I'm reading Angels and Demons because the DaVinci Code is always checked out at the library. >.< I'm really interested in the DaVinci Code because I'm going to the Louvre this summer so I'll be seeing some of DaVinci's works. What Dan Brown writes about has long been a theory, so it's not like he's pulling it out of his butt. Since I live in the deep South, there's nothing that amuses me more as people trying to ban the book because it's "lies about Jesus" when in reality, no one can know for that for sure or even know for sure that he existed.
that whole "it looks like a woman" thing just struck me as "so what?" i thought it was funny how the painting was presented as evidence of the mary magdalene theory. now brown did not say that exactly, but it was definitely implicative of "hey look at this painting, it's a woman next to jesus! it must be true!" but then that painting is just da vinci's own opinion. i thought it was so funny how that female protagonist in that book was all gasping like "oh my god! you're right!" hehe
It's all based on theory. Who can possibly know the truth? I gotta admit, though, Dan Brown's got a really good case in this...

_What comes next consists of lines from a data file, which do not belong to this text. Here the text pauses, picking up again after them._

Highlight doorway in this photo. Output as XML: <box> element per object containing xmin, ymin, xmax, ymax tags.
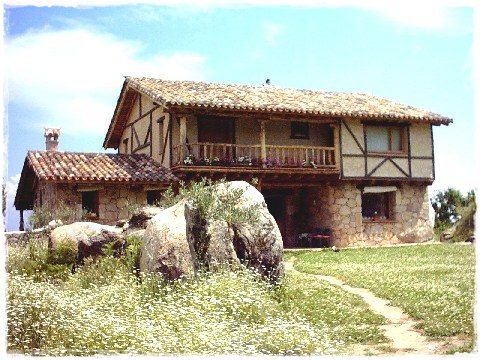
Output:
<box><xmin>264</xmin><ymin>191</ymin><xmax>288</xmax><ymax>242</ymax></box>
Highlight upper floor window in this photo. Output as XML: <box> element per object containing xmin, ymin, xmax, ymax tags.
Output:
<box><xmin>290</xmin><ymin>121</ymin><xmax>310</xmax><ymax>139</ymax></box>
<box><xmin>147</xmin><ymin>190</ymin><xmax>163</xmax><ymax>206</ymax></box>
<box><xmin>366</xmin><ymin>125</ymin><xmax>406</xmax><ymax>152</ymax></box>
<box><xmin>362</xmin><ymin>189</ymin><xmax>395</xmax><ymax>221</ymax></box>
<box><xmin>82</xmin><ymin>191</ymin><xmax>98</xmax><ymax>218</ymax></box>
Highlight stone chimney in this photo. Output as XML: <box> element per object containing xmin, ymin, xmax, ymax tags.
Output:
<box><xmin>44</xmin><ymin>128</ymin><xmax>60</xmax><ymax>151</ymax></box>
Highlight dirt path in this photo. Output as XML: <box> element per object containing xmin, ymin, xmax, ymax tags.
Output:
<box><xmin>285</xmin><ymin>258</ymin><xmax>445</xmax><ymax>355</ymax></box>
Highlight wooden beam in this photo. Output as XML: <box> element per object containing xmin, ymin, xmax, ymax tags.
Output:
<box><xmin>331</xmin><ymin>124</ymin><xmax>340</xmax><ymax>169</ymax></box>
<box><xmin>18</xmin><ymin>210</ymin><xmax>25</xmax><ymax>231</ymax></box>
<box><xmin>260</xmin><ymin>120</ymin><xmax>267</xmax><ymax>167</ymax></box>
<box><xmin>179</xmin><ymin>116</ymin><xmax>187</xmax><ymax>161</ymax></box>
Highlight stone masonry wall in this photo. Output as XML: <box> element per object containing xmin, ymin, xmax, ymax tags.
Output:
<box><xmin>308</xmin><ymin>182</ymin><xmax>433</xmax><ymax>247</ymax></box>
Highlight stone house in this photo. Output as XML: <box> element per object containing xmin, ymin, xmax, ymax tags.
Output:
<box><xmin>14</xmin><ymin>129</ymin><xmax>178</xmax><ymax>230</ymax></box>
<box><xmin>17</xmin><ymin>77</ymin><xmax>452</xmax><ymax>247</ymax></box>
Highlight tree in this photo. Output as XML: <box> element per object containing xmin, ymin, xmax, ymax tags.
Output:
<box><xmin>430</xmin><ymin>188</ymin><xmax>475</xmax><ymax>230</ymax></box>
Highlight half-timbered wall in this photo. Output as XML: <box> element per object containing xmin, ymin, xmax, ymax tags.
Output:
<box><xmin>118</xmin><ymin>94</ymin><xmax>169</xmax><ymax>165</ymax></box>
<box><xmin>341</xmin><ymin>119</ymin><xmax>434</xmax><ymax>180</ymax></box>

About the Last Supper, a lot of historians, theologians, and art experts say that the person at Jesus's right is not a woman. They say it's John, who is a very young man and is almost always portrayed as rather afemminate and beardless. If it's Mary Magdalene, then where's John?

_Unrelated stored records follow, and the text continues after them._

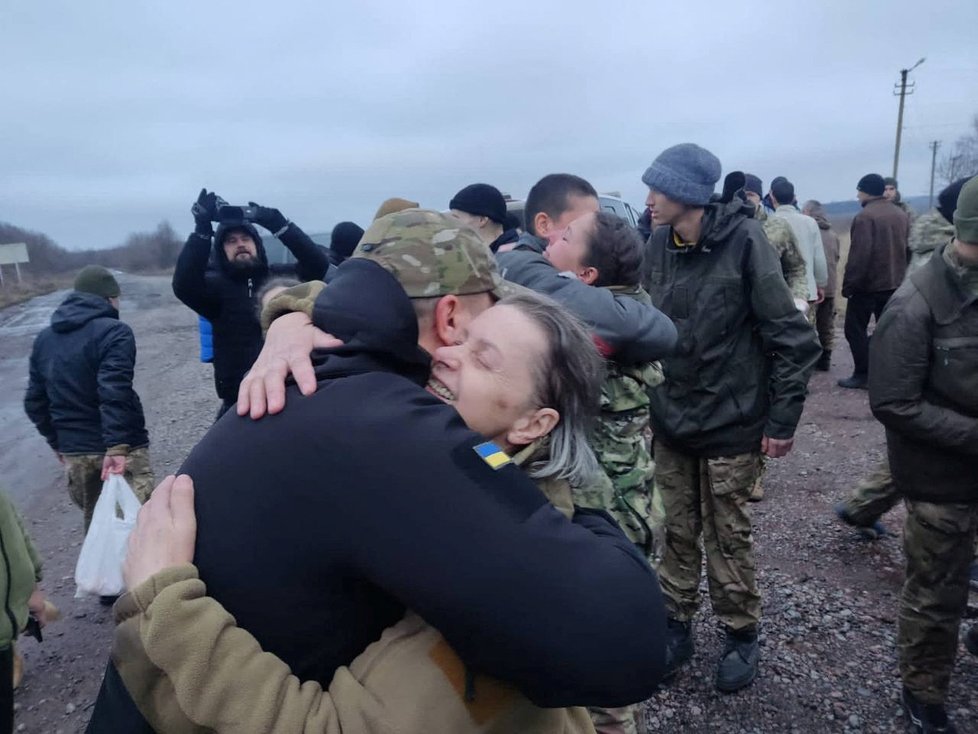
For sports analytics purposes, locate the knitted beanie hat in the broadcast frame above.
[856,173,886,196]
[642,143,720,206]
[954,176,978,245]
[75,265,122,298]
[448,184,506,225]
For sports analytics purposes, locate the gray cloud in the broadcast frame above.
[0,0,978,247]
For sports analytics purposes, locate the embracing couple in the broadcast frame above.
[89,210,675,733]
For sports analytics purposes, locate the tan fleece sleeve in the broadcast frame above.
[134,577,394,734]
[261,280,326,333]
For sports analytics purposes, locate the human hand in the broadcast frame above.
[102,456,126,482]
[761,436,795,459]
[248,201,289,234]
[122,474,197,589]
[238,311,343,420]
[190,189,218,237]
[27,586,48,627]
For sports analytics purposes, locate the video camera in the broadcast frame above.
[217,196,257,224]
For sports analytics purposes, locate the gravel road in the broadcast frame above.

Either way...whether it targets 12-13 year olds, or adults...whether it is fiction, or theory, I thought it was a very good book. It held my interest to the last page, and although I've always been open-minded, it helped me look at things in a different way.
There is an even better book (can't remember the name) talking about all of the half-truths and full out lies in The Da Vanci Code. It is very interesting any fan of The Da Vanci Code should pick it up.

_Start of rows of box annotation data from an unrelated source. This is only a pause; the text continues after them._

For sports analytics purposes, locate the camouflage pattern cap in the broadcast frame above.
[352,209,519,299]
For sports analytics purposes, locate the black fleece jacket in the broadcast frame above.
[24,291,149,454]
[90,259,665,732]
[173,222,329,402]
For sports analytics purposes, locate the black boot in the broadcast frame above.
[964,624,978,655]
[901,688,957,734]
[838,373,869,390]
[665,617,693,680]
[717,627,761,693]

Apologies. I just began a new thread on the book and see that there are several already. To repeat and paste in: The author of this book is not accepting correspondence even from major TV companies right now. He was just completely exposed on a major UK TV show over two hours. In this novel, Dan Brown opens by stating it is a "FACT" that the Priory of Sion are a secret society which has existed since 1099. He surely knows he is duping millions of readers? It has been known for at least twelve years that this "Priory" is a silly hoax perpetrated by just three Frenchmen beginning in the 1950s only, two of whom admitted to the hoax. They lived in the village of Sion and became a kind of prank club. So how come Dan Brown can inflame millions, and his publishers, Random House, allow him to, when he's claiming his fictions to be fact?